Many of these worms have specialized tentacles used for exchanging oxygen and carbon dioxide which also may be used for reproduction. These specialized tentacles allow for gas exchange, further decreasing oxygen content in dead zones and in shallow water, which encourages plant and algae growth.

This quality is also observed in deeper oceans, where tube worms that use respiratory plumes with tentacles perform gas exchange of hydrogen sulfide and methane around hydrothermal vents. These types of circulatory systems differ from marine worms previously mentioned that can perform gas exchange through their entire bodies. This synapomorphy of gas exchange causes even related terrestrial annelids to be restricted to moist environments.

==Environmental niches==
Marine worms are known to inhabit many different environments, having been found in both fresh and saltwater habitats globally.

Some marine worms are tube worms, of which the giant tube worm lives in waters near underwater volcanoes and can withstand temperatures up to 90 °C (194 °F). They share this space with fellow polychaetas known as "pompeii worms" that can resist 105 °C waters coming out of vents for short periods of time, making them one of the most heat resistant animals ever recorded (Islam and Schulze-Makuch, 2007).

Some worms can live in extremely deep oceanic trenches, such as in the Pacific Ocean off the Galápagos Islands.

Marine deep sea polychaetes under the genus Osedax will colonize at whale falls in many different oceans, using a symbiont that can digest the bones within the carcasses (Jones et al., 2007) This earned them the common name of "boneworms," and they are speculated to be a keystone species of these types of environments due to lack of organisms in whale falls without observed Osedax worms. These whale falls remain undigested for many more years than those observed with marine worm cultivations.

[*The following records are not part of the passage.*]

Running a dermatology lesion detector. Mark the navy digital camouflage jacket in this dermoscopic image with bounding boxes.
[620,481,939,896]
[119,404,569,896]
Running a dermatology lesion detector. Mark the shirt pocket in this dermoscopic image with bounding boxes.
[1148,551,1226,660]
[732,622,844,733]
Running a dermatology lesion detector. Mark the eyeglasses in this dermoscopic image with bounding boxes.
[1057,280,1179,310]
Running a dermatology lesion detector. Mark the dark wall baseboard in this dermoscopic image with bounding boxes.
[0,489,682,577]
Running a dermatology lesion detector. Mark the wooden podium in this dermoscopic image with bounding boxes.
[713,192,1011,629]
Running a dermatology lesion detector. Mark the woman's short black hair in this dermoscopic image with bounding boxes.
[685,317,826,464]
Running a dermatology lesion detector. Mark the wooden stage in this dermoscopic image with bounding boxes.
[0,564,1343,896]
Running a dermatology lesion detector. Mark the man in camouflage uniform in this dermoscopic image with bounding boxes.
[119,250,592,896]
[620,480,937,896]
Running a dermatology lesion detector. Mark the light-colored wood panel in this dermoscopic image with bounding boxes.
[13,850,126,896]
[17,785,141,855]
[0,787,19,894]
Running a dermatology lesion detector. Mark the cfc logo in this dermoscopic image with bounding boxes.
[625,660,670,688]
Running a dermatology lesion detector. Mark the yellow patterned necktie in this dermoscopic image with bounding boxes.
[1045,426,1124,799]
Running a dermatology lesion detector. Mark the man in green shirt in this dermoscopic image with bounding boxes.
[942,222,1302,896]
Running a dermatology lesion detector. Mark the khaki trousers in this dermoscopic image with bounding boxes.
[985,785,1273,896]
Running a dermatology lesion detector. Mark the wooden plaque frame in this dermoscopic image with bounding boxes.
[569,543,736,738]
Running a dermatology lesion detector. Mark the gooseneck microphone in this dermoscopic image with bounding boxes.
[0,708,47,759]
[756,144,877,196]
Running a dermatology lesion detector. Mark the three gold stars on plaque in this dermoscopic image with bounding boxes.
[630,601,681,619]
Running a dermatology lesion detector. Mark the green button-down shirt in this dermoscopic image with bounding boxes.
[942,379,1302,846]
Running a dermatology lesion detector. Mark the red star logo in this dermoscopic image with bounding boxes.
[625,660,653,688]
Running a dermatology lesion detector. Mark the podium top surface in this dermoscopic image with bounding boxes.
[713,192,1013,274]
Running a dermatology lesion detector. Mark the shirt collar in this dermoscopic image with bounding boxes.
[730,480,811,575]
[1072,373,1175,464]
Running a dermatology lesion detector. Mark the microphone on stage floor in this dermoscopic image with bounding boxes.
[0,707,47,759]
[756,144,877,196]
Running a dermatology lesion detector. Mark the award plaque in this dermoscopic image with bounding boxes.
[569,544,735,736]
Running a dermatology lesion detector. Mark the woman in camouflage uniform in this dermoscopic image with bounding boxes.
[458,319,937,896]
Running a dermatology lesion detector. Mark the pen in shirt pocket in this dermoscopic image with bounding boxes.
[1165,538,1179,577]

In recent years, marine worms (especially those found in the ocean) have been observed ingesting microplastic particles found in the oceans. This trend is concerning many scientists, as marine worms act as an important food source for many fish and wading birds. Marine worms are often keystone species in an ecosystem, and the introduction of plastic in the oceans not only diminishes the growth rates of the marine worms, but also affects the food chain of that ecosystem.